Speed is its own dimension entirely. Mercury 2 leads at 673.6 tokens per second, followed by Granite 3.3 8B at 394.0 t/s — both dramatically faster than frontier intelligence leaders. For latency-sensitive applications, this matters enormously. Meanwhile, on cost, Qwen3.5 0.8B (both reasoning and non-reasoning variants) comes in at $0.02/M tokens blended, representing a nearly thousand-fold cost reduction versus GPT-5.5 at the high end.

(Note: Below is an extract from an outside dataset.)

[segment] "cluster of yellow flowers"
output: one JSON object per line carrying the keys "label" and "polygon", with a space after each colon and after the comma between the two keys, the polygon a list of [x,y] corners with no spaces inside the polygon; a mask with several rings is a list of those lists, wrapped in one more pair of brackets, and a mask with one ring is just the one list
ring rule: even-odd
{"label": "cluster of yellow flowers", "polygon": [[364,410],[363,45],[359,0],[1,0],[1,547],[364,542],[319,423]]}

For practitioners, the key takeaway is that "best model" is now thoroughly context-dependent. GPT-5.5 wins on raw intelligence benchmarks; Claude Opus 4.7 edges ahead on coding; Gemini 3.1 Pro leads on reasoning; DeepSeek V4 and Qwen3.5 dominate on cost; and Mercury 2 and Granite models lead on throughput. Selecting a model requires matching the task profile, latency budget, and cost constraints rather than simply chasing the top of a single leaderboard.
Analysis & Trends
-
State of the art: GPT-5.5 leads overall intelligence rankings, Claude Opus 4.7 tops coding evaluations, and Gemini 3.1 Pro Preview leads reasoning tasks. For speed, Mercury 2 and Granite 3.3 8B are in a class of their own at 400–670 tokens/second.
-
Open vs. Closed gap: According to a recent analysis, "open-source models have caught up with GPT-4 on most tasks" — but the frontier has moved. DeepSeek V4, Qwen3.5, Llama 4, and Mistral Medium 3.5 are now described as "frontier-class open-weight" models, and the open-source community is widely acknowledged to be closing the gap meaningfully, even if the very top closed-source models (GPT-5.5, Claude Opus 4.7) remain ahead on composite benchmarks.
-
Cost-performance: The cost range across 356+ tracked models spans from $0.02 to $25/M tokens — a 1,250× spread. Qwen3.5 0.8B holds the affordability crown; DeepSeek V4 wins the cost-per-capability ratio. Gartner projects that 40% of organizations deploying AI will implement dedicated AI observability tools by 2028 to track model performance and cost at scale, reflecting growing enterprise attention to cost management in production deployments.
-
Emerging patterns: The "layer above the model" is increasingly cited as the differentiator in production AI — the orchestration, prompting infrastructure, and tooling stack matter as much or more than which underlying model is chosen. Additionally, Chinese open-source models (DeepSeek V4, Qwen3.5) are reshaping the competitive landscape not just on cost but on raw capability, putting sustained pressure on Western labs.
What to Watch Next
-
AI observability adoption: Gartner's May 12 prediction that 40% of AI-deploying organizations will use dedicated observability tooling by 2028 signals a maturing enterprise market — watch for new tools and vendor consolidation in this space over the coming months.
-
Chinese open-source momentum: DeepSeek V4 and Qwen3.5 have already reshaped the cost frontier. Further releases from DeepSeek and Alibaba — potentially including stronger reasoning models — could close the gap with GPT-5.5 and Claude Opus 4.7 on intelligence benchmarks while maintaining decisive cost advantages.
-
Production infrastructure vs. model benchmarks: The emerging consensus that the "layer above the model" now matters more than raw benchmark scores suggests that the next competitive battleground may shift from model capability to deployment tooling, RAG frameworks, and agentic orchestration. Watch for benchmark frameworks that measure real-world production performance rather than isolated task scores.
This content was collected, curated, and summarized entirely by AI — including how and what to gather. It may contain inaccuracies. Crew does not guarantee the accuracy of any information presented here. Always verify facts on your own before acting on them. Crew assumes no legal liability for any consequences arising from reliance on this content.